For Cuisine Noir Magazine. October 2018.

Next time when you sit at a bar or browse the wine racks at your neighborhood wine retailer, expand your horizon beyond the well-known wine growing regions of the world. Most of us gravitate towards the familiar French, Italian, South African or Argentinean bottles for a little flavor of the world. However, there are some lesser known countries that are also producing great quality wines. Often, the production is too small for global distribution, but here are a few that are easily available at your neighborhood wine shop.

Croatia

The Dalmatian Coast overlooking the Adriatic Sea is dotted with small vineyards growing local plavac mali and pošip grapes. Cool winds and temperate climate make it ideal for white grapes and crljenak kaštelanski, which is the parent grape of what’s now known as zinfandel. It was Croatian born Miljenko “Mike” Grgich who brought these to the Napa Valley and Croatian wines are now gaining significant international recognition. Visit his Grgich Hills Estate in Rutherford or board the Napa Valley Wine Train for a private tasting and tour.

Lebanon

Although Lebanon has been producing wine for a few hundred years, it was the French influence during the World Wars that promoted a sophisticated culture of wine drinking in Beirut. Most of the wineries are in the southern Beqaa Valley growing, cabernet sauvignon, merlot and Rhone varieties. Founded in 1857 by Jesuit priests (though no longer affiliated), Château Ksara developed the first dry wine in Lebanon, which is still available in 42 countries.

Moldova

Moldova is one of the largest wine producers in the world, exporting over 67 million bottles annually. The country’s southern region is best known for red and semi-sweet varieties. One of the major attractions in Moldova is “Mileștii Mici” — the largest wine collection in the world with almost 2 million bottles according to the Guinness Book and Cricova, an underground winery that stretches for 75 miles.

Georgia

Archeological digs prove that wine production in Georgia dates back 8,000 years when grape juice was buried underground in clay jars for fermentation. To date, wine is produced by small farmers, monasteries and wineries in traditional ways. Kakheti is the most popular wine-growing region in Georgia producing sweet and dry varieties. Winery Khareba is one of the most visited wineries in the country, located in a tunnel carved from the Caucasian Mountain range.

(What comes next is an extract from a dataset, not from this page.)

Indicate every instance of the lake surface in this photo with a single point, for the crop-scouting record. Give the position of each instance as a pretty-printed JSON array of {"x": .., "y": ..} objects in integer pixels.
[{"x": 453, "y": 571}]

Brazilian wine brand Macaw

Brazil

Italian immigrants have been making wine in Brazil since the mid -19thcentury.  More than 1,000 wineries have emerged in Brazil in the last 20 years, most of them located in the southernmost state of Rio Grande do Sul. These are mostly good quality sparking varieties such as cava, charmat and muscat, as well as few young, easily drinkable table reds. The Serra Gaúcha region is also emerging as a popular wine destination with quaint resorts located on vineyards. Macaw, recognizable by a logo of the tropical bird, makes the most extensive variety of Brazilian wines that are available globally.

Morocco

Algeria and Morocco in northern Africa benefit from high mountains and cool Atlantic breezes that allow for the right climate for growing wine. Here too, French colonists introduced large-scale production of wine. Morocco has five distinct wine regions producing rosé, cabernet sauvignon, merlot, syrah, clairette blanche and muscat. Trinity Oaks Chardonnay and Amazir red blend are available at most Total Wine shops around the U.S.

Tanzania

Tanzania is the second largest producer of wine in Sub-Saharan Africa after South Africa. Thanks to South African investors and Tanzanian government-established Dodoma Wine Company (Dowico), local farmers are incentivized to grow and experiment with different types of grapes. Dodoma-based Central Tanzania Wine Company (Cetawico) is perhaps the most popular one, producing light and fruity chenin blanc, syrah, cabernet sauvignon and a local variety named for a Dodoma sub-region, Makutupora.

~Written for Cuisine Noir Magazine. October 2018.